KiwiSaver contribution rates of 6 percent plus 6 percent could mean people have more money to spend in their retirement years than they did when they were working, actuaries say.
The NZ Society of Actuaries Retirement Income Interest Group has released a report that says a 5 percent plus 5 percent contribution rate is probably the optimum default rate for KiwiSaver.
That assumes NZ Super remains available in the same way.
Group convenor Ian Perera said it was particularly the case that people on lower and median incomes might not need a 12 percent savings rate.
"Six plus six could end up with them having almost more income, or consumption power, after retirement than before retirement.
"Often before retirement you've got expenses like childcare or whatever that you're looking after, so you really want to try and smooth things out over your lifetime. That's why we thought 5 percent plus 5 percent made sense as a default."

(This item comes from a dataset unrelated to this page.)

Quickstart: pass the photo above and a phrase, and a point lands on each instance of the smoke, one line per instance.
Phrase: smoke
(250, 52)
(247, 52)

Individual circumstances would play a part, he said.
Higher earners might not get to a replacement income level even with the contribution rate at 6 percent plus 6 percent.
"If you're on a higher income you should be better able to get financial advice, take care of it yourself."
He said people would also be affected by when they withdrew money for a first home. Someone who withdrew any time from their 40s onwards would need to save more money to start building their reserves again.
He said the group was also concerned that default rates that were too high could prompt more people to suspend their savings entirely.
Simplicity chief economist Shamubeel Eaqub said the assumption that NZ Super would not change was doing a lot of work in these calculations.
He said 12 percent seemed about right.
"Australia's at 12, we're going to get to 12. It feels about right. Is it right for everybody? Of course not. No public policy is right for everybody in a country of five-and-a-half million people. Is it good enough? Yes."
Eaqub said people should be open to considering that changes might be made to NZ Super in the future.
"Regardless of what happens, we should be contemplating a future in which NZ Super is means-tested. That would be the fairest, most likely way it can remain available for those who need it.
"I would strongly support keeping some form of NZ Super because what we don't want is people in old age to live without dignity."
Eaqub said compulsion would be the first step towards that. "Regardless of what denials you have out there, the reality is we can all see the political choices that are in front of us."
Koura founder Rupert Carlyon said politicians should be honest about why they were pushing for compulsion. "Is this actually the first stage of means testing? I mean that is the answer, we all know that's the answer ... If NZ Super is not disappearing we potentially don't need to do this. That's the glaring hole in the whole argument."
A spokesperson for National said its policy of a combined rate of 12 percent by 2032 would bring the country in line with Australia and Canada.
"The right amount of retirement savings differs for individuals based on their circumstances, but our policy sets a minimum standard for the amount that every working New Zealander will be required to save that ensures Kiwis will have a more financially secure retirement."